— А твое мнение об этом? — холодно спросил Айдахо.
— Я напоминаю себе… — отвернувшись, Монео заговорил, глядя на пейзаж, — о том, в истинности чего я уверен. Он ведь является каждым солдатом в истории человечества. Он предложил провести передо мной ряд примеров — знаменитые воины, которые так и остались заторможенными в юношеской незрелости. Я отклонил это предложение. Я внимательно читал историю и сам распознал эту характеристику.
Монео повернулся и поглядел прямо в глаза Айдахо.
— Подумай об этом, командующий.
Айдахо гордился честностью перед самим собой, и слова Монео больно его задели. Культы юности, незрелости, сохранившиеся в армии? Есть в этом что-то от истины. Имеются примеры из его собственного опыта…
Монео кивнул:
— Гомосексуалист — потенциальный или, иначе, ставший таковым под воздействием причин, которые можно назвать чисто психологическими, — склонен к ищущему боль поведению — либо ищет боль для себя, либо причиняет боль другим. Владыка Лито говорит, что корни этому — в испытующих поведенческих реакциях доисторической стаи.
— Ты ему веришь?
— Да, верю.
Айдахо подцепил кусочек дыни — дыня утратила для него свой сладкий вкус. Он проглотил взятый кусочек и положил ложку.

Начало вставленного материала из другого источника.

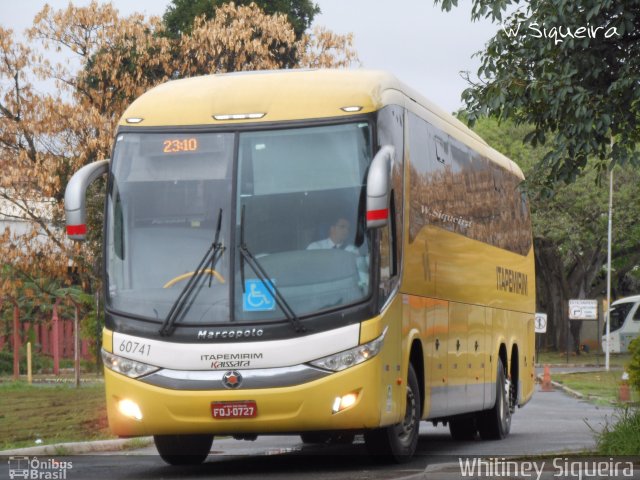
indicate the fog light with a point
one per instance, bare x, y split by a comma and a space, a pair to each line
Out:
130, 409
344, 402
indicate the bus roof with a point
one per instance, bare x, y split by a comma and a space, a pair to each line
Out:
285, 95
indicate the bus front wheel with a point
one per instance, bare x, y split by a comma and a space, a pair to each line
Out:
495, 423
183, 449
399, 442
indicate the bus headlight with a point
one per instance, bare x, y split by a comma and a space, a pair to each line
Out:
125, 366
351, 357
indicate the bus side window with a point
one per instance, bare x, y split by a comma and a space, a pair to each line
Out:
390, 129
386, 263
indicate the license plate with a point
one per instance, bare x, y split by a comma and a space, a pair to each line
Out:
240, 409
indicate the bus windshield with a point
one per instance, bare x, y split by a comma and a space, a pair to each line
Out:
284, 194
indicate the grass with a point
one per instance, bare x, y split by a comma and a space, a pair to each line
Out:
51, 413
603, 387
591, 358
623, 437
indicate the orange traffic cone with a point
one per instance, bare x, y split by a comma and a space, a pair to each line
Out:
546, 380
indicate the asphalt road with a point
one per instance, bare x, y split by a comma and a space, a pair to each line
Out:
552, 423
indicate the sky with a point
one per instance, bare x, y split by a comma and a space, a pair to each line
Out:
422, 46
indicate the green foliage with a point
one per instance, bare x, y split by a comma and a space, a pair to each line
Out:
633, 368
40, 363
623, 437
570, 226
580, 95
180, 14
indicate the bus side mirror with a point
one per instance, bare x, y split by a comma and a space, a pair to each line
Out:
379, 188
74, 198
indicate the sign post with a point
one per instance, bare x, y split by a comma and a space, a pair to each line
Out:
581, 309
540, 327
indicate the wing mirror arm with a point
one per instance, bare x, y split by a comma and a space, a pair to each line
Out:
75, 198
379, 187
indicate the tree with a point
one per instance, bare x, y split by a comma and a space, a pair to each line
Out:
570, 230
109, 60
571, 71
180, 15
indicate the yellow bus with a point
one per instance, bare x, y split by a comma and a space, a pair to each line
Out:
322, 253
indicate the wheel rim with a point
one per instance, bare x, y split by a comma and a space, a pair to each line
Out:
505, 407
408, 425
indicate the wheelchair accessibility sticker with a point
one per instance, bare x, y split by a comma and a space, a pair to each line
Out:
257, 297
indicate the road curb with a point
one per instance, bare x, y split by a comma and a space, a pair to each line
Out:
75, 448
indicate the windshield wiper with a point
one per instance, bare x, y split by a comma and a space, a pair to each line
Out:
247, 256
206, 265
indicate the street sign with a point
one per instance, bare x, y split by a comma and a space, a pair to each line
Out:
541, 323
583, 309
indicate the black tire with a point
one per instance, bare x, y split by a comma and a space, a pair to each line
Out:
399, 442
463, 428
495, 423
183, 449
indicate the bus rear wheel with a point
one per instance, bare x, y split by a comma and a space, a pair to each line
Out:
495, 423
399, 442
183, 449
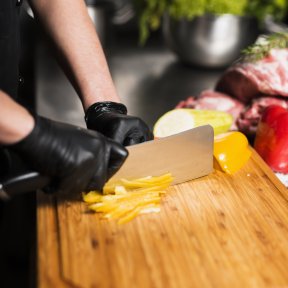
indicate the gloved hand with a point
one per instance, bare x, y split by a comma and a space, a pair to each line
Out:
111, 119
76, 159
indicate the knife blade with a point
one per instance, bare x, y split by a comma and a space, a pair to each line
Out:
187, 155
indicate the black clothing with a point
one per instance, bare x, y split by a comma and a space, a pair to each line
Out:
9, 46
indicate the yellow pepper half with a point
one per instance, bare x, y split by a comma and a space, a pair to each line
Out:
231, 150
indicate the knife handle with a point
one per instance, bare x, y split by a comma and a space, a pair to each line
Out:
22, 183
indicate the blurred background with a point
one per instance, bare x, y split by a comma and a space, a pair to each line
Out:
154, 65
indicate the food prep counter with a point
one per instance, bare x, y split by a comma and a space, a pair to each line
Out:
215, 231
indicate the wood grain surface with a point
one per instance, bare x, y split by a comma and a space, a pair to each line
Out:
215, 231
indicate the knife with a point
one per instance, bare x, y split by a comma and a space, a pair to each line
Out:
186, 155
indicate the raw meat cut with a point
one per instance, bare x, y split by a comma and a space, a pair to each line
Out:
246, 81
249, 118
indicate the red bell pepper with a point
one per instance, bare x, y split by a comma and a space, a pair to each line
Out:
271, 140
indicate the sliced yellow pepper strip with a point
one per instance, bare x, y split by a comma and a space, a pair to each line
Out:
126, 199
231, 150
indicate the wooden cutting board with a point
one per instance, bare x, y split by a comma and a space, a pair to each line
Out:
216, 231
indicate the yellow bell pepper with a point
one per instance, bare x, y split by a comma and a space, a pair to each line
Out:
231, 150
126, 199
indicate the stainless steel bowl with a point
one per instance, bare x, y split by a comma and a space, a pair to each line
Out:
210, 40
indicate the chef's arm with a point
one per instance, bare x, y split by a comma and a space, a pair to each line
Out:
15, 121
73, 32
71, 28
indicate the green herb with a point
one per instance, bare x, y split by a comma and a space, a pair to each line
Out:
261, 49
150, 12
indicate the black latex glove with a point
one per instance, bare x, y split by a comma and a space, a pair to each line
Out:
76, 159
111, 119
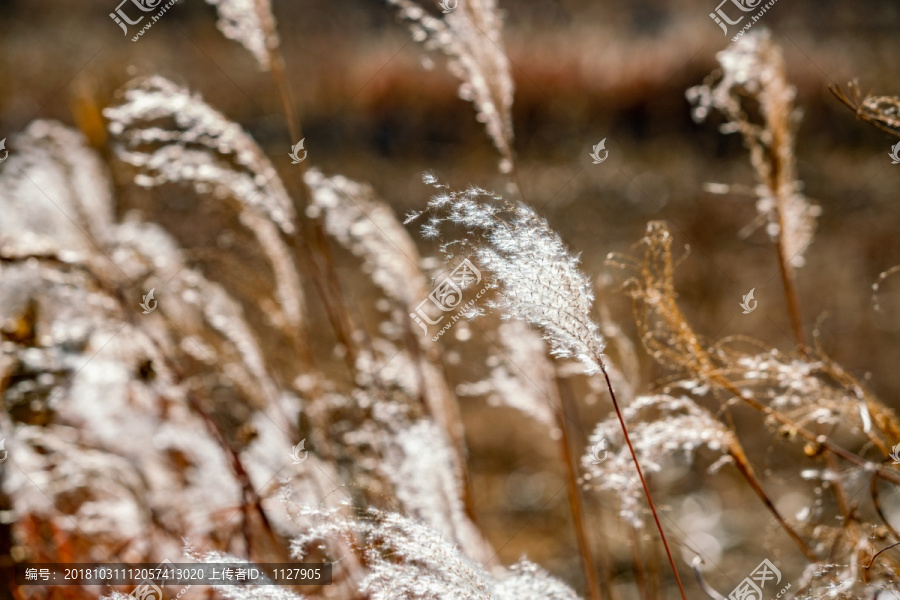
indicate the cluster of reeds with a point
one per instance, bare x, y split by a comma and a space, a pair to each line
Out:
138, 433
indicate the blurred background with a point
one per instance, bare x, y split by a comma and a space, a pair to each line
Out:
374, 109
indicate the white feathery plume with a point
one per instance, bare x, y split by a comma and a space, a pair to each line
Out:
471, 37
366, 226
199, 149
753, 67
538, 279
659, 426
409, 560
521, 376
250, 23
56, 195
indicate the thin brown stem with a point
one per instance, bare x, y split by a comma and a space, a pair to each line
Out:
743, 465
637, 466
640, 577
575, 504
792, 427
790, 292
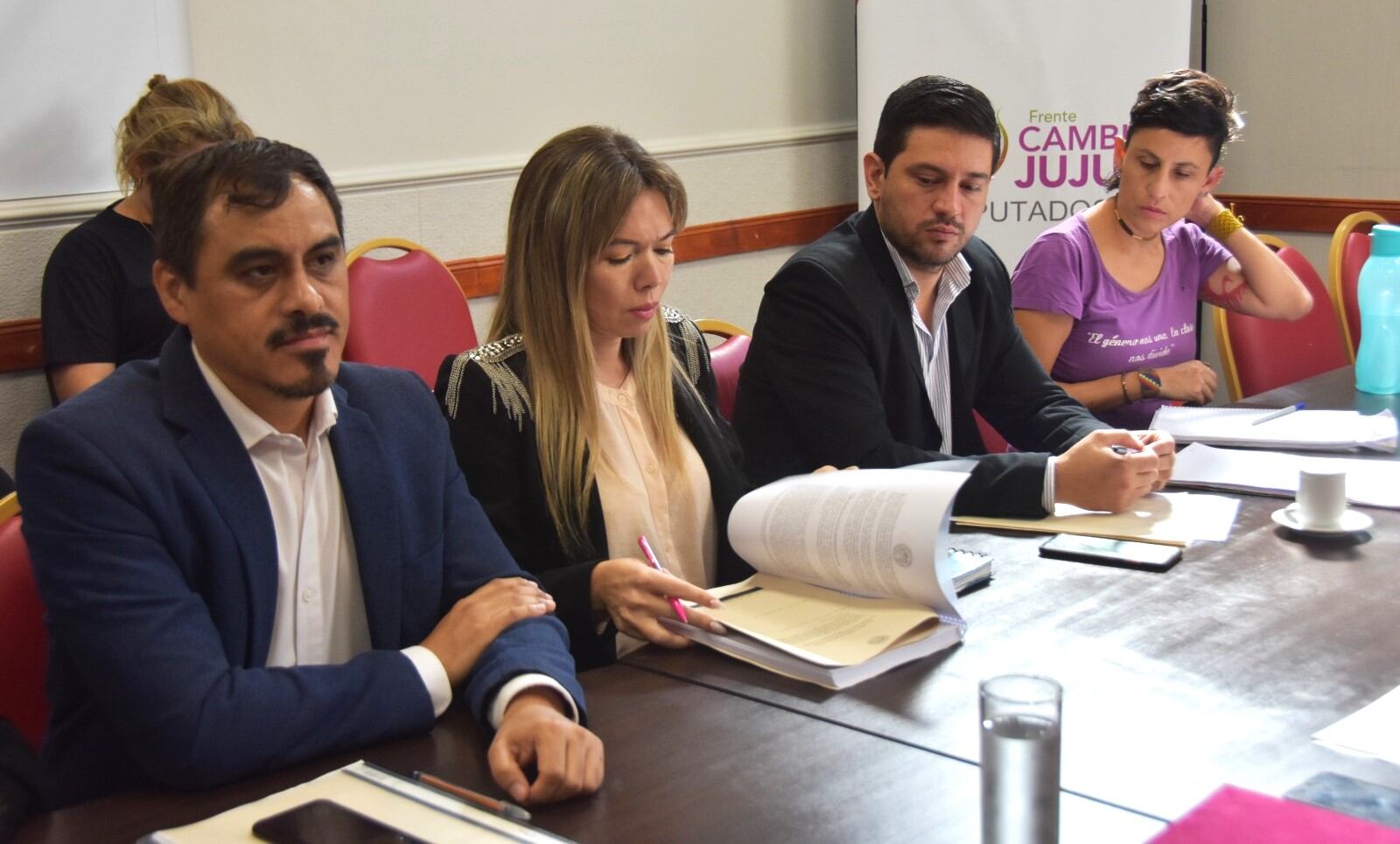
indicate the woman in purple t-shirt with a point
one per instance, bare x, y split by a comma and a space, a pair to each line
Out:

— Я должен буду подумать об этом, — сказал Айдахо.
— Разумеется.
— Ты не ешь, — сказал Айдахо.
— Я встал до зари, тогда и поел, — Монео указал на свою тарелку. — Женщины постоянно стараются соблазнить меня.
— Им когда-нибудь это удается?
— Иногда.
— Ты прав, я нахожу эту теорию занятной. Есть в ней еще что-нибудь существенное?
— О, да! Он говорит, что, когда рвутся путы гомосексуального, мужская армия по сути своей становится насильником. Насилие часто связано с убийством; отсюда — это поведение не способствует выживанию.
Айдахо угрюмо нахмурился.
Сухая улыбка скользнула по губам Монео.
— Владыка Лито говорит, только дисциплина и моральные ограничения Атридесов предотвращали в ваши времена некоторые из худших конфликтов.
У Айдахо вырвался глубокий вздох. Монео откинулся на стуле, припоминая сказанное однажды Богом-Императором: «Неважно, как часто мы просим сказать нам всю правду, самопознание часто является неприятным. Мы не испытываем добрых чувств к Видящим Правду».
— Эти чертовы Атридесы! — сказал Айдахо.
— Я — Атридес, — сказал Монео.
— Что? — Айдахо был потрясен.
— Его Программа Выведения, — пояснил Монео. — Уверен, на Тлейлаксе тебе об этом упоминали. Я — прямой потомок от связи его сестры и Харк ал-Ады.
Айдахо наклонился к нему.
— Тогда скажи мне, Атридес, как это женщины — лучшие солдаты, чем мужчины?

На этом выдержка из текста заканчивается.